Sous la conduite de Mlle Dufauré, la petite Arnaud fut de celles-là.

Que la voix de maman eût été belle, dans ce hall ! C’était le première fois que, de toute cette journée, elle songeait à sa mère.

Elle n’eut pas le temps d’en être surprise. Avait-on le temps de penser, dans cette maison regorgeante de monde et de nouveautés ?

— Chantez avec nous !… disaient les fillettes »

Cela dura jusqu’à la cloche.

Dans les chambres à trois lits, éclairées à l’électricité (les portes restées ouvertes tandis qu’une surveillante allait et venait dans le couloir), les enfants se déshabillaient vivement et en silence.

L’électricité s’éteignit d’elle-même. Le couloir restait faiblement éclairé. Pendant une demi-heure encore, la surveillante irait et viendrait.

Glissée dans les draps frais, Élysée répondit au bonsoir laconique de ses deux compagnes. Et, quand elle eut bien calé sa petite tête, elle essaya de ramasser ses impressions.

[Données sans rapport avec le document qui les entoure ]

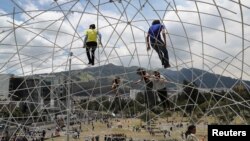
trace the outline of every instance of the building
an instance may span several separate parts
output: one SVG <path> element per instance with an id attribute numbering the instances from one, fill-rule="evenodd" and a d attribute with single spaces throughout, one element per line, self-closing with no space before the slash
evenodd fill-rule
<path id="1" fill-rule="evenodd" d="M 137 90 L 137 89 L 131 89 L 130 93 L 129 93 L 129 97 L 131 99 L 135 100 L 138 93 L 144 93 L 144 91 L 143 90 Z"/>

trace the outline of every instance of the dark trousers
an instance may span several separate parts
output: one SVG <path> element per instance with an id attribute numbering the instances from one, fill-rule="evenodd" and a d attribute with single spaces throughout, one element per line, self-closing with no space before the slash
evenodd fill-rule
<path id="1" fill-rule="evenodd" d="M 167 88 L 159 89 L 157 90 L 158 96 L 161 100 L 163 109 L 165 110 L 166 108 L 170 108 L 170 104 L 168 101 L 168 91 Z"/>
<path id="2" fill-rule="evenodd" d="M 96 50 L 97 46 L 87 46 L 86 47 L 86 52 L 87 52 L 87 57 L 89 60 L 89 63 L 94 65 L 95 64 L 95 50 Z M 90 55 L 90 50 L 91 50 L 91 55 Z"/>
<path id="3" fill-rule="evenodd" d="M 119 111 L 122 111 L 122 103 L 121 103 L 121 99 L 119 97 L 119 95 L 116 95 L 111 107 L 114 108 L 114 113 L 117 114 Z"/>
<path id="4" fill-rule="evenodd" d="M 158 53 L 162 65 L 169 65 L 168 50 L 162 43 L 151 43 L 152 48 Z"/>

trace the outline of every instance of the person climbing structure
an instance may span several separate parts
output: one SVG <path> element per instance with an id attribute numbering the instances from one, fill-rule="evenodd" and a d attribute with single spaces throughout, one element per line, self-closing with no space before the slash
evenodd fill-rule
<path id="1" fill-rule="evenodd" d="M 89 29 L 85 31 L 84 47 L 86 47 L 89 65 L 95 65 L 95 50 L 97 48 L 97 39 L 99 39 L 99 43 L 102 45 L 101 38 L 102 36 L 96 30 L 95 24 L 91 24 L 89 26 Z"/>
<path id="2" fill-rule="evenodd" d="M 164 40 L 162 40 L 161 38 L 161 33 Z M 154 20 L 152 22 L 152 25 L 148 30 L 146 43 L 147 50 L 150 50 L 151 45 L 151 47 L 158 53 L 164 68 L 170 67 L 167 50 L 166 29 L 165 26 L 162 25 L 159 20 Z"/>

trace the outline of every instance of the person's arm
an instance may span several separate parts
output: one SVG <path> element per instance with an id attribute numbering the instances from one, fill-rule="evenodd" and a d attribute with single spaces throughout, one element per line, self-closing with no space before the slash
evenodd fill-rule
<path id="1" fill-rule="evenodd" d="M 150 37 L 149 37 L 149 34 L 148 34 L 147 37 L 146 37 L 147 51 L 150 50 L 149 38 Z"/>

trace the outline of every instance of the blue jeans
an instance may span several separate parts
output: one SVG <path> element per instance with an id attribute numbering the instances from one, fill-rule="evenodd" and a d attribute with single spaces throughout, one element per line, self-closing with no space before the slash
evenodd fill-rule
<path id="1" fill-rule="evenodd" d="M 169 65 L 168 50 L 163 43 L 151 43 L 152 48 L 158 53 L 162 65 Z"/>

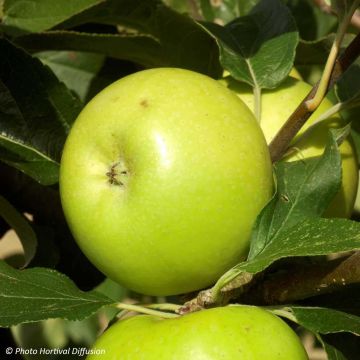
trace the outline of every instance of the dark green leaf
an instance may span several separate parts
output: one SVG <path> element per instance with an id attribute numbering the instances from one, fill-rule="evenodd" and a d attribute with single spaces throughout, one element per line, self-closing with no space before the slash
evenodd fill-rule
<path id="1" fill-rule="evenodd" d="M 321 307 L 290 306 L 296 322 L 306 329 L 321 334 L 349 332 L 360 335 L 360 317 L 346 312 Z"/>
<path id="2" fill-rule="evenodd" d="M 54 270 L 15 270 L 0 261 L 0 326 L 64 318 L 84 319 L 113 303 L 100 293 L 80 291 Z"/>
<path id="3" fill-rule="evenodd" d="M 275 164 L 277 192 L 257 218 L 249 260 L 277 235 L 305 219 L 320 217 L 327 209 L 341 184 L 341 157 L 335 136 L 334 132 L 329 136 L 319 158 Z"/>
<path id="4" fill-rule="evenodd" d="M 0 216 L 15 230 L 24 249 L 25 264 L 33 259 L 37 239 L 29 221 L 20 214 L 3 196 L 0 195 Z"/>
<path id="5" fill-rule="evenodd" d="M 256 88 L 274 88 L 290 72 L 298 33 L 280 0 L 262 0 L 249 15 L 222 27 L 203 23 L 216 39 L 223 67 Z"/>
<path id="6" fill-rule="evenodd" d="M 5 39 L 0 53 L 0 159 L 44 185 L 56 183 L 81 104 L 38 59 Z"/>
<path id="7" fill-rule="evenodd" d="M 75 51 L 44 51 L 36 57 L 83 102 L 105 60 L 103 55 Z"/>
<path id="8" fill-rule="evenodd" d="M 17 38 L 31 51 L 77 50 L 130 60 L 146 67 L 170 65 L 159 43 L 150 36 L 87 34 L 75 31 L 48 31 Z"/>
<path id="9" fill-rule="evenodd" d="M 359 360 L 358 336 L 338 333 L 318 336 L 323 344 L 328 360 Z"/>
<path id="10" fill-rule="evenodd" d="M 109 54 L 109 51 L 112 51 L 117 53 L 116 57 L 122 59 L 130 57 L 129 60 L 140 64 L 145 62 L 146 66 L 173 66 L 194 70 L 212 77 L 220 76 L 218 49 L 211 36 L 190 17 L 179 14 L 160 1 L 107 0 L 60 24 L 59 28 L 71 28 L 89 22 L 117 26 L 120 30 L 119 37 L 123 38 L 123 45 L 121 43 L 108 44 L 109 46 L 105 47 L 106 52 L 104 52 L 104 46 L 98 43 L 97 49 L 94 50 L 96 52 L 113 56 Z M 133 38 L 129 35 L 129 30 Z M 66 46 L 60 44 L 58 48 L 55 44 L 51 48 L 39 48 L 35 39 L 26 41 L 30 48 L 37 46 L 38 50 L 85 50 L 80 41 L 79 47 L 71 45 L 71 39 L 66 40 Z M 111 40 L 103 38 L 102 41 L 109 43 Z M 114 49 L 109 50 L 111 46 Z M 103 50 L 99 51 L 99 47 Z M 116 47 L 118 48 L 115 49 Z M 91 49 L 88 47 L 87 50 Z M 129 50 L 131 54 L 127 55 Z M 134 57 L 136 57 L 135 60 Z"/>
<path id="11" fill-rule="evenodd" d="M 349 360 L 342 354 L 338 349 L 336 349 L 334 346 L 326 343 L 323 341 L 322 337 L 319 337 L 319 340 L 326 351 L 327 360 Z"/>
<path id="12" fill-rule="evenodd" d="M 5 0 L 3 22 L 24 32 L 44 31 L 105 0 Z"/>

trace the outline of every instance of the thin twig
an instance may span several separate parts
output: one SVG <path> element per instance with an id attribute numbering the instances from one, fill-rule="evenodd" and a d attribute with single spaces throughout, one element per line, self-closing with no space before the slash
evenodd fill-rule
<path id="1" fill-rule="evenodd" d="M 328 89 L 329 90 L 340 76 L 346 71 L 346 69 L 357 59 L 360 55 L 360 34 L 358 34 L 349 46 L 345 49 L 342 55 L 338 57 L 335 62 L 334 69 L 331 73 L 330 82 Z M 305 124 L 306 120 L 311 116 L 310 112 L 306 106 L 306 101 L 313 98 L 318 88 L 319 82 L 314 85 L 309 94 L 301 102 L 301 104 L 296 108 L 296 110 L 291 114 L 286 123 L 282 126 L 279 132 L 276 134 L 274 139 L 269 145 L 270 155 L 273 162 L 276 162 L 282 158 L 286 153 L 291 140 L 299 132 L 301 127 Z"/>
<path id="2" fill-rule="evenodd" d="M 313 3 L 324 13 L 336 16 L 335 12 L 325 0 L 313 0 Z M 360 11 L 355 11 L 351 18 L 351 25 L 357 29 L 360 29 Z"/>

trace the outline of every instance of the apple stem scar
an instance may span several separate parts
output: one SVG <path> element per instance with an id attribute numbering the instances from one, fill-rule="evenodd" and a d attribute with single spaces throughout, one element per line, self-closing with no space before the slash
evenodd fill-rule
<path id="1" fill-rule="evenodd" d="M 123 164 L 116 162 L 111 165 L 110 171 L 106 173 L 106 176 L 109 178 L 109 183 L 111 185 L 124 186 L 124 180 L 128 175 L 128 171 L 124 169 Z"/>

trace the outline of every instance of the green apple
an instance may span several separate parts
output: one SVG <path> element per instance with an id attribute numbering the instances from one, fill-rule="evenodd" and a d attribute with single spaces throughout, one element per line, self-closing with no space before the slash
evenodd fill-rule
<path id="1" fill-rule="evenodd" d="M 272 183 L 247 106 L 218 81 L 175 68 L 100 92 L 74 123 L 60 168 L 80 248 L 108 277 L 148 295 L 204 288 L 244 260 Z"/>
<path id="2" fill-rule="evenodd" d="M 227 306 L 175 319 L 139 315 L 112 325 L 87 360 L 306 360 L 294 331 L 258 307 Z"/>
<path id="3" fill-rule="evenodd" d="M 221 80 L 221 82 L 233 90 L 250 109 L 253 109 L 254 97 L 248 85 L 240 83 L 231 77 L 227 77 Z M 271 142 L 284 122 L 310 90 L 310 85 L 293 78 L 287 78 L 275 90 L 263 90 L 261 96 L 262 109 L 260 125 L 268 143 Z M 296 141 L 299 135 L 314 123 L 322 113 L 331 107 L 332 103 L 325 98 L 294 140 Z M 295 152 L 286 159 L 294 161 L 321 155 L 327 142 L 328 130 L 344 125 L 343 120 L 338 114 L 325 120 L 311 131 L 310 136 L 304 137 L 296 142 L 294 147 Z M 351 138 L 341 144 L 340 153 L 342 157 L 342 186 L 327 209 L 325 216 L 348 218 L 351 216 L 354 207 L 359 174 L 356 151 Z"/>

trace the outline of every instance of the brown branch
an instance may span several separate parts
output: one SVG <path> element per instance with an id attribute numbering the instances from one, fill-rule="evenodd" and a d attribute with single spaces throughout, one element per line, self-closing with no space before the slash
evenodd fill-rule
<path id="1" fill-rule="evenodd" d="M 360 252 L 315 264 L 297 264 L 269 277 L 244 296 L 263 305 L 291 303 L 360 283 Z"/>
<path id="2" fill-rule="evenodd" d="M 335 15 L 336 13 L 333 11 L 330 5 L 326 3 L 324 0 L 313 0 L 313 3 L 324 13 L 329 15 Z M 355 11 L 353 17 L 351 18 L 351 25 L 360 29 L 360 11 Z"/>
<path id="3" fill-rule="evenodd" d="M 331 74 L 328 90 L 334 86 L 336 81 L 345 72 L 345 70 L 357 59 L 360 54 L 360 34 L 358 34 L 345 51 L 336 60 L 334 69 Z M 319 82 L 314 85 L 309 94 L 300 103 L 296 110 L 291 114 L 286 123 L 269 145 L 270 155 L 273 162 L 282 158 L 286 153 L 291 140 L 299 132 L 306 120 L 311 116 L 312 112 L 308 110 L 305 102 L 312 99 L 316 93 Z"/>
<path id="4" fill-rule="evenodd" d="M 211 289 L 204 290 L 178 312 L 185 314 L 230 302 L 279 305 L 336 292 L 351 284 L 360 284 L 360 252 L 318 263 L 286 263 L 286 269 L 257 275 L 245 286 L 225 287 L 218 302 L 214 302 Z"/>

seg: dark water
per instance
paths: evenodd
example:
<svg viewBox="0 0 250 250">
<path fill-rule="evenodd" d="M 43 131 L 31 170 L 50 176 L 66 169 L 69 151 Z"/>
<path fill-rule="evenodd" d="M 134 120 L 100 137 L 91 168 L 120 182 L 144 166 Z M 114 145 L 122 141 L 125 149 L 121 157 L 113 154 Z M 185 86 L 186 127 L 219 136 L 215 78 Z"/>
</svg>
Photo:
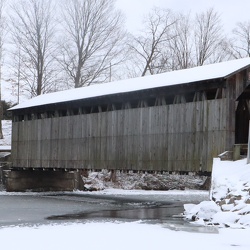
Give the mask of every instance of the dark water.
<svg viewBox="0 0 250 250">
<path fill-rule="evenodd" d="M 141 221 L 161 224 L 172 230 L 214 233 L 212 229 L 197 227 L 179 215 L 186 200 L 204 197 L 115 196 L 74 193 L 0 193 L 0 228 L 91 221 Z"/>
<path fill-rule="evenodd" d="M 98 212 L 65 214 L 50 216 L 48 220 L 75 219 L 126 219 L 126 220 L 166 220 L 173 215 L 178 216 L 183 209 L 180 206 L 143 207 L 124 210 L 103 210 Z"/>
</svg>

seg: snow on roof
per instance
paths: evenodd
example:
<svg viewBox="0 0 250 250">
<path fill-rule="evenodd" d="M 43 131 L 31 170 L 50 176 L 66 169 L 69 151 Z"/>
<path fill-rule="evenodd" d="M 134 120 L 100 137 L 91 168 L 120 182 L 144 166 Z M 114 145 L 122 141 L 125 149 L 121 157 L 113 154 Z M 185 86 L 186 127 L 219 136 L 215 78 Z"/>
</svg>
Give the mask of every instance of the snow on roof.
<svg viewBox="0 0 250 250">
<path fill-rule="evenodd" d="M 88 87 L 40 95 L 26 102 L 18 104 L 10 110 L 30 108 L 73 100 L 82 100 L 112 94 L 127 93 L 157 87 L 172 86 L 177 84 L 185 84 L 203 80 L 211 80 L 216 78 L 226 78 L 249 65 L 250 58 L 243 58 L 190 69 L 176 70 L 158 75 L 150 75 L 104 84 L 95 84 Z"/>
</svg>

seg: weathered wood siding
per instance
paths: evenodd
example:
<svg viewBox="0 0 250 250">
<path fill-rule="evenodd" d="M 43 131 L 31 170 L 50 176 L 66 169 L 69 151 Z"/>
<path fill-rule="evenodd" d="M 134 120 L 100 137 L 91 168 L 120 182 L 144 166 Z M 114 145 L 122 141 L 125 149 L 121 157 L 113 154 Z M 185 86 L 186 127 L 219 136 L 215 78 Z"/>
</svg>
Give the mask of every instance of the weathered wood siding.
<svg viewBox="0 0 250 250">
<path fill-rule="evenodd" d="M 14 167 L 211 171 L 227 99 L 13 123 Z"/>
</svg>

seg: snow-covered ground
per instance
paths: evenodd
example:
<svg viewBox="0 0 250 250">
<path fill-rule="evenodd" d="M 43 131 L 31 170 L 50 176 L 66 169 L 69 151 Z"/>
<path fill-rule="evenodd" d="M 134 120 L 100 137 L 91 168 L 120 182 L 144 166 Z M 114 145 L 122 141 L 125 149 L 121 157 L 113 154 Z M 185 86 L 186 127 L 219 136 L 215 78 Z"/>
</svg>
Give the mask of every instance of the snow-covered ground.
<svg viewBox="0 0 250 250">
<path fill-rule="evenodd" d="M 1 249 L 250 249 L 250 229 L 220 229 L 219 234 L 173 231 L 161 225 L 86 223 L 0 229 Z"/>
<path fill-rule="evenodd" d="M 4 139 L 11 145 L 11 121 L 3 121 Z M 102 193 L 156 195 L 152 191 L 103 190 Z M 200 191 L 199 191 L 200 192 Z M 199 195 L 199 192 L 197 195 Z M 97 194 L 100 193 L 96 192 Z M 160 191 L 160 195 L 188 195 L 188 191 Z M 0 195 L 10 195 L 6 192 Z M 194 193 L 195 195 L 195 193 Z M 214 160 L 210 201 L 186 204 L 185 216 L 194 224 L 218 227 L 218 233 L 176 231 L 164 224 L 86 222 L 33 227 L 0 228 L 1 249 L 250 249 L 250 164 Z M 11 209 L 11 208 L 10 208 Z M 0 211 L 1 216 L 1 211 Z M 243 229 L 244 228 L 244 229 Z M 215 232 L 215 231 L 211 231 Z M 181 240 L 180 240 L 181 239 Z"/>
<path fill-rule="evenodd" d="M 194 223 L 250 228 L 250 164 L 214 159 L 210 201 L 185 205 Z"/>
</svg>

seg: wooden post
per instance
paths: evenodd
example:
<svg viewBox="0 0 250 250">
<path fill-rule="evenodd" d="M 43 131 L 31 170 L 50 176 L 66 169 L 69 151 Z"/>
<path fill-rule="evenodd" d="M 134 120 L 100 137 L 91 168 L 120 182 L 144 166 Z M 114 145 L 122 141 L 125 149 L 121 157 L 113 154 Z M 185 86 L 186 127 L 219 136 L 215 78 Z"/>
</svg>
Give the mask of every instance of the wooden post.
<svg viewBox="0 0 250 250">
<path fill-rule="evenodd" d="M 247 145 L 247 164 L 250 163 L 250 122 L 249 122 L 249 129 L 248 129 L 248 145 Z"/>
</svg>

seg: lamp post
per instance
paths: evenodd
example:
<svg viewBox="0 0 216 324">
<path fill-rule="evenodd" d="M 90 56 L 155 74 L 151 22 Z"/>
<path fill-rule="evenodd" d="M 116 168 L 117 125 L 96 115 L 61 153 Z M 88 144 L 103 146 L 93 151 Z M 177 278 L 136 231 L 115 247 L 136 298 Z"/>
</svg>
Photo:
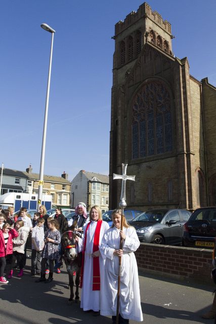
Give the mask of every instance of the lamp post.
<svg viewBox="0 0 216 324">
<path fill-rule="evenodd" d="M 2 164 L 2 173 L 1 175 L 1 180 L 0 180 L 0 196 L 1 195 L 1 191 L 2 191 L 2 176 L 3 175 L 3 169 L 4 169 L 4 163 Z"/>
<path fill-rule="evenodd" d="M 43 137 L 42 140 L 41 154 L 40 156 L 40 175 L 39 178 L 38 194 L 37 197 L 37 211 L 42 202 L 42 190 L 44 186 L 44 159 L 45 155 L 46 140 L 47 137 L 47 118 L 48 115 L 49 99 L 50 97 L 50 77 L 51 75 L 52 59 L 53 58 L 53 39 L 56 31 L 47 24 L 41 24 L 40 27 L 52 33 L 51 49 L 50 50 L 50 66 L 49 67 L 48 80 L 47 82 L 47 97 L 46 100 L 45 113 L 44 122 Z"/>
</svg>

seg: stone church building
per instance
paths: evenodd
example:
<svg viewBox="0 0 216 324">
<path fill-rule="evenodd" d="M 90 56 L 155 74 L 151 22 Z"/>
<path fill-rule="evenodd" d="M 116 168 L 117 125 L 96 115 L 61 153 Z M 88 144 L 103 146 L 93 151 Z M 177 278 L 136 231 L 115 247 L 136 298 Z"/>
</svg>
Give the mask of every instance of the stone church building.
<svg viewBox="0 0 216 324">
<path fill-rule="evenodd" d="M 216 204 L 216 88 L 175 57 L 171 25 L 144 3 L 115 26 L 109 209 L 121 164 L 127 208 L 193 210 Z"/>
</svg>

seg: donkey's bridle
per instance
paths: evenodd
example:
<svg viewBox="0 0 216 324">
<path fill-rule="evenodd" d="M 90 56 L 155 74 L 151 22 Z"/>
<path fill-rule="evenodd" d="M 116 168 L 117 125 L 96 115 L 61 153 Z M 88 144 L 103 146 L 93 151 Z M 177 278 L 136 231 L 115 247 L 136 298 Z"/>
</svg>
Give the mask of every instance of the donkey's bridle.
<svg viewBox="0 0 216 324">
<path fill-rule="evenodd" d="M 75 248 L 76 246 L 75 245 L 67 245 L 66 247 L 65 247 L 65 249 L 72 249 L 73 248 Z"/>
</svg>

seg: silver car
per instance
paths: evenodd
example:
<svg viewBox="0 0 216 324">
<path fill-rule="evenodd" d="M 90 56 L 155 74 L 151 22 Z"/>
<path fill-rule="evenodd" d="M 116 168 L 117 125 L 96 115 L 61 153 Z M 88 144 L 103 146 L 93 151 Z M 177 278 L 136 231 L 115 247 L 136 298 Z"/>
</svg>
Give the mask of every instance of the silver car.
<svg viewBox="0 0 216 324">
<path fill-rule="evenodd" d="M 183 227 L 191 213 L 182 209 L 150 210 L 129 222 L 140 241 L 156 244 L 181 244 Z"/>
</svg>

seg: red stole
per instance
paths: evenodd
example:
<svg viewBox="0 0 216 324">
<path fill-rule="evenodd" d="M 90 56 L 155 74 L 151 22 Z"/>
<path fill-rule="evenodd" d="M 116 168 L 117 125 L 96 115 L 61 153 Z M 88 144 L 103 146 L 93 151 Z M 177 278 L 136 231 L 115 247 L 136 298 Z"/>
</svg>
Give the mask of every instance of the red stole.
<svg viewBox="0 0 216 324">
<path fill-rule="evenodd" d="M 80 274 L 80 288 L 82 287 L 82 279 L 84 270 L 84 261 L 85 247 L 87 239 L 87 231 L 90 226 L 90 224 L 92 221 L 90 222 L 87 225 L 87 229 L 85 231 L 85 238 L 84 241 L 83 250 L 82 251 L 82 266 L 81 268 L 81 274 Z M 95 232 L 95 235 L 94 236 L 93 241 L 93 252 L 95 252 L 99 250 L 99 238 L 100 238 L 100 232 L 101 231 L 101 225 L 102 224 L 102 220 L 99 220 L 97 222 L 96 228 Z M 99 257 L 97 258 L 93 258 L 93 290 L 100 290 L 101 289 L 101 280 L 100 276 L 100 263 L 99 263 Z"/>
</svg>

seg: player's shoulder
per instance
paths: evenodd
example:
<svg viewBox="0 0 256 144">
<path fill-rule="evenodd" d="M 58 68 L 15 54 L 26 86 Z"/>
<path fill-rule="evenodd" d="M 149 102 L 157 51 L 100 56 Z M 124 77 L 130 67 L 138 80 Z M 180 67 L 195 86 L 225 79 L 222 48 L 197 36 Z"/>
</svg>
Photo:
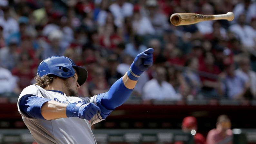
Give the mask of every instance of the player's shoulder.
<svg viewBox="0 0 256 144">
<path fill-rule="evenodd" d="M 41 93 L 40 91 L 44 90 L 39 86 L 35 84 L 32 84 L 24 88 L 21 91 L 20 97 L 22 97 L 27 94 L 32 94 L 37 95 L 39 93 Z"/>
</svg>

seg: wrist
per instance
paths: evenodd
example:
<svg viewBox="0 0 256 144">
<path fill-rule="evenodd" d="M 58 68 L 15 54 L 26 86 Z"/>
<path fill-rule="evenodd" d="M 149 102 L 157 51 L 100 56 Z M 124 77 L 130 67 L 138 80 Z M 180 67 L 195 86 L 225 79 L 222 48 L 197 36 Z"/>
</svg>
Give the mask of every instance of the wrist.
<svg viewBox="0 0 256 144">
<path fill-rule="evenodd" d="M 143 71 L 140 70 L 139 68 L 135 65 L 135 64 L 134 63 L 134 62 L 133 62 L 131 65 L 131 67 L 130 68 L 133 74 L 139 77 L 141 75 L 141 74 L 142 74 L 143 72 Z"/>
<path fill-rule="evenodd" d="M 66 107 L 66 115 L 67 116 L 67 117 L 69 118 L 75 117 L 73 112 L 75 105 L 76 104 L 74 103 L 69 103 L 67 106 L 67 107 Z"/>
<path fill-rule="evenodd" d="M 140 77 L 140 76 L 136 75 L 132 71 L 131 69 L 131 67 L 129 68 L 129 69 L 127 71 L 127 73 L 129 79 L 133 81 L 137 81 Z"/>
<path fill-rule="evenodd" d="M 70 103 L 66 108 L 66 115 L 67 117 L 79 117 L 78 112 L 81 106 L 84 104 L 83 102 L 77 104 Z"/>
</svg>

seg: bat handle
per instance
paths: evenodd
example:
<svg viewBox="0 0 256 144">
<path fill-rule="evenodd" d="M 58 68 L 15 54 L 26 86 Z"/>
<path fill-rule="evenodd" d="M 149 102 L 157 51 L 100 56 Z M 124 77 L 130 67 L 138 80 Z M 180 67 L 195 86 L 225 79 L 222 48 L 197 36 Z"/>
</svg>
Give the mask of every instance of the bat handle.
<svg viewBox="0 0 256 144">
<path fill-rule="evenodd" d="M 234 19 L 234 14 L 231 12 L 228 12 L 226 14 L 215 14 L 213 15 L 214 18 L 213 20 L 227 20 L 229 21 L 231 21 Z"/>
</svg>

Elle regrettait sa chambre désordonnée de Paris, son Alfred de Musset clandestinement lu, sa liberté, sa lamentable liberté.

Cependant, à travers le silence rétabli de la pension qui s’endormait, la nuit trépidante de grillons reprenait sa place formidable. Longtemps, la petite fille écouta cela. Le souvenir de Mlle Levieux, en même temps, lui serrait le cœur, mélange de bonheur et de déception.

Elle se souvint brusquement : « Veinarde », avait dit Marie Vanier, et avec quel accent ! Élysée n’était donc pas seule à subir le charme. Fallait-il s’attrister de cette constatation ? Mlle Levieux avait si bien semblé la considérer comme une petite fille à part ! Était-elle donc la même pour tout le cours moyen et pour tous les autres cours encore ?

— Et dire qu’on lui mettra sa robe de religieuse quand elle mourra !

« Quand elle mourra ! » reprirent les grillons du dehors, « quand elle mourra, mourra, mourra… »

Élysée ne s’était pas aperçue qu’elle avait fermé les yeux.

« Quand elle mourra !… Mourra !… Mourra ! »

Elle ne s’aperçut pas non plus qu’elle s’endormait profondément.